Frank Newport: Well thank you very much. Good to be with you on this momentous morning.
Horwich: Putting the law aside, are Americans happy with their health care?
Newport: Well, everything is relative. Here’s a number for you: 73 percent. That’s the percent of Americans who say they are satisfied with the quality of health care they receive. Now we’ve put that in context; we’ve asked that exact same question in over 100 countries world wide, and we are 28th on the list. So, I think 73 percent’s pretty good, but we’re not at the top.
Horwich: Of major countries, who has the most loved health care system?
Newport: It’s Luxembourg — how’s that? Ninety-three percent of Luxembourgians are satisfied. U.K., which is interesting, is right below that. Other European countries — Austria, Germany, Belgium — those are the types of countries that tend to be the most satisfied. You know, we say the U.K. and say, oh, that’s because they have government run health insurance. But Canada, our country to the north, they’re actually tied to the U.S. So we’re very, very similar to Canada.
Horwich: Let’s just say the reform law, or some crucial part of it, falls — are Americans exhausted by this process? Or do you think there’s going to be real demand for something else to replace it and fairly soon?

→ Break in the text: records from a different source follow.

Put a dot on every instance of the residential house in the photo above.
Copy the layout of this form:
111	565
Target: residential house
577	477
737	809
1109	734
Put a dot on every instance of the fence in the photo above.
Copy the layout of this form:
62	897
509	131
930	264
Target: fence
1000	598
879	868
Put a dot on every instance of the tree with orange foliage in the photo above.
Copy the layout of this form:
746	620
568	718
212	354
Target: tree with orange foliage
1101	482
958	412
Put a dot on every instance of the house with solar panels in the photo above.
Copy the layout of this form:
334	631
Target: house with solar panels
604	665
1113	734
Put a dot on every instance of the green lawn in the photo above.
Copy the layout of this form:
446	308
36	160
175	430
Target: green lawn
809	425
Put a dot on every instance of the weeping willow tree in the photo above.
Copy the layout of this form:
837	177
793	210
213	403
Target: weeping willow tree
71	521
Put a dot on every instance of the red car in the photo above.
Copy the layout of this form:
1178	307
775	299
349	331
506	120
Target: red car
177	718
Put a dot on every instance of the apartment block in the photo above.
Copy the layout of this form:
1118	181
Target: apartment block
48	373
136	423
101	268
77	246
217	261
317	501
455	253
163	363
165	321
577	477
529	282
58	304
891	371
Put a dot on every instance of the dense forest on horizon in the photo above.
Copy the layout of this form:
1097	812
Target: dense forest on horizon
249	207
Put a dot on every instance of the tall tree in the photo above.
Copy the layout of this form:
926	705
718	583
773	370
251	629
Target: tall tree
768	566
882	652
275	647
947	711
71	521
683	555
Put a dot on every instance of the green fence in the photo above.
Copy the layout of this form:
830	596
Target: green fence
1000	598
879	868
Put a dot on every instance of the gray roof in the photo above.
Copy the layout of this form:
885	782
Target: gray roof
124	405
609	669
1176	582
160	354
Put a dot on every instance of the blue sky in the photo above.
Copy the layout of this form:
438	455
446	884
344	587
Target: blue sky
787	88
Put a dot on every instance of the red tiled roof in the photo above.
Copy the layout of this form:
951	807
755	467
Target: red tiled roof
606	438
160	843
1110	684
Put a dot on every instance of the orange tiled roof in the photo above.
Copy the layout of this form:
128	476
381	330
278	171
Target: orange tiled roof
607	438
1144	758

Newport: I do not see, in all the data I look at, that we’re going to have a huge demand. One of the reasons is there’s been relatively little impact on the health care so far; it’s going to be rolled out in the years ahead. When we ask what’s the most important problem facing the country — a real key indicator — it is the economy and it is jobs; health care is very low on the list right now. And as we talked about, Americans are generally satisfied with the health care they’re receiving — it’s not a crisis, according to Americans. So I don’t see a huge demand, a giant push — quick, do something quickly — if the Supreme Court strikes it down.